Internationally, the project drew objections from the Soviet Union, which viewed such projects as a way of circumventing the Partial Nuclear Test Ban Treaty, which was in negotiation at the time.

In 1962, facing increased public uneasiness over the environmental risk and the potential to disrupt the lives of the Alaska Native peoples, the AEC announced that Project Chariot would be "held in abeyance." It has never been formally canceled.

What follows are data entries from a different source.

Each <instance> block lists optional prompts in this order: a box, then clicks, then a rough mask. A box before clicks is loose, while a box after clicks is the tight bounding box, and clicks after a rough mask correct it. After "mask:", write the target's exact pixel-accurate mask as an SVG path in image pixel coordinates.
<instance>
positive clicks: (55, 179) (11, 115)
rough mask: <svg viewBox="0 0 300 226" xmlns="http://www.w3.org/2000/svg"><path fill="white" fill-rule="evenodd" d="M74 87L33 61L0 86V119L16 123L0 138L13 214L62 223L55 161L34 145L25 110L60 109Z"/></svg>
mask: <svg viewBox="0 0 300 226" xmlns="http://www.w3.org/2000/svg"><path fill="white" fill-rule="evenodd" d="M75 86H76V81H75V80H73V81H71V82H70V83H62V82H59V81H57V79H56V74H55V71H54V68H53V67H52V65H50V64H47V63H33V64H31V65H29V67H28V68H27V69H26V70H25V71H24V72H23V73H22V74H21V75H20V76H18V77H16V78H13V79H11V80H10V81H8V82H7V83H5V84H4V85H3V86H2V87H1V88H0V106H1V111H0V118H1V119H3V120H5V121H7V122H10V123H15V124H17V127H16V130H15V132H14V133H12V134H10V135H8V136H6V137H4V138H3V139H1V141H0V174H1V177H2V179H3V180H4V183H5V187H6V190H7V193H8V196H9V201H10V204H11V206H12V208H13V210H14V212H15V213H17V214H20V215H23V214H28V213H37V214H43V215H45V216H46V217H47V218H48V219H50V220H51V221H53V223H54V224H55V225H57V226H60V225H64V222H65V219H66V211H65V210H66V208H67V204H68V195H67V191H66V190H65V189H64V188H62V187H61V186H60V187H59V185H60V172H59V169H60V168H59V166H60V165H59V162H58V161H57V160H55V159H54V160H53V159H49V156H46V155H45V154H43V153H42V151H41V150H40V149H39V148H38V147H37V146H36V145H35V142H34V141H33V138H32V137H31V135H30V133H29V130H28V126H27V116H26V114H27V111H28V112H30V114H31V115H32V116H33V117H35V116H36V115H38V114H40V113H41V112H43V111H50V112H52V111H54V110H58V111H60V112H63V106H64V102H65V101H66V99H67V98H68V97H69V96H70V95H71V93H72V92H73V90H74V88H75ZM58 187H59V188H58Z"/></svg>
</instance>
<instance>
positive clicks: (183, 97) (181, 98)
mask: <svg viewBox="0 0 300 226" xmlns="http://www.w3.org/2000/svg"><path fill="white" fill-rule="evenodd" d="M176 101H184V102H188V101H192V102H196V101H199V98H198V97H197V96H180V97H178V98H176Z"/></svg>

In addition to the objections of the local population, no practical use of such a harbor was ever identified. The environmental studies commissioned by the AEC suggested that radioactive contamination from the proposed blast could adversely affect the health and safety of the local people, whose livelihoods were based on the hunting of animals and other subsistence practices. The investigations noted that radiation from worldwide fallout was moving with unusual efficiency up the food chain in the Arctic, from lichen, to caribou (which fed on lichen), to humans (for whom caribou was a primary food source). Studies also showed that the blasts would thaw the permafrost, making the slopes surrounding the harbor unstable, and negating any experimental value to be gained from using the project as a basis for extrapolation to other, warmer locations. While the AEC publicly touted prevailing winds from the north for dispersing radioactivity over the sea, the AEC privately desired to study landward distribution. The consistent wind patterns would prevent northward fallout patterns over land.

In the meantime, test shots in Nevada provided some data to assist the AEC in modeling excavation scaling and radiation release. The very small 430-ton equivalent Danny Boy test in March 1962 encouraged the AEC to stage the much larger 104-kiloton Sedan test in July 1962. Gerald Johnson, the director of Project Plowshare, described the Sedan test as "an alternative to Chariot" arising from frustration at recommendations for Chariot's cancellation. Fallout from Sedan turned out to be the second-highest of any test in Nevada.

==Plan==
The project initially envisioned the use of four 100 kiloton devices to excavate a channel, and two one-megaton devices to excavate a turning basin, for a total of 2.4 megatons of explosive equivalent, displacing 70000000 ST of earth. Later iterations reduced the explosive total to 480 kilotons, and subsequently a 280 kiloton test or demonstration.

==Contamination==
Although the detonation never occurred, the site was radioactively contaminated by an experiment to estimate the effect on water sources of radioactive ejecta, which, landing on tundra plants, might or might not be washed down and carried away by rains. Material from a 1962 nuclear explosion, and other laboratory-produced radionuclides, were transported to the Chariot site in August 1962, used in several experiments, then heaped into a pile and covered with dirt (the permafrost preventing burial). The site comprised a mound of about 400 sqft, about 4 ft tall. Thirty years later, the disposal was discovered in archival documents by University of Alaska researcher Dan O'Neill. State officials immediately traveled to the site and found low levels of radioactivity at a depth of two feet (60 cm) in the burial mound. Outraged residents of the Inupiat village of Point Hope, who had experienced an unusually high rate of cancer deaths, demanded the removal of the contaminated soil, which the government did at its expense in 1993.

Small-diameter boreholes drilled to measure soil characteristics were remediated in 2014. The five boreholes, drilled in the early 1960s, had used refrigerated diesel fuel as a drilling fluid, contaminating the surrounding area.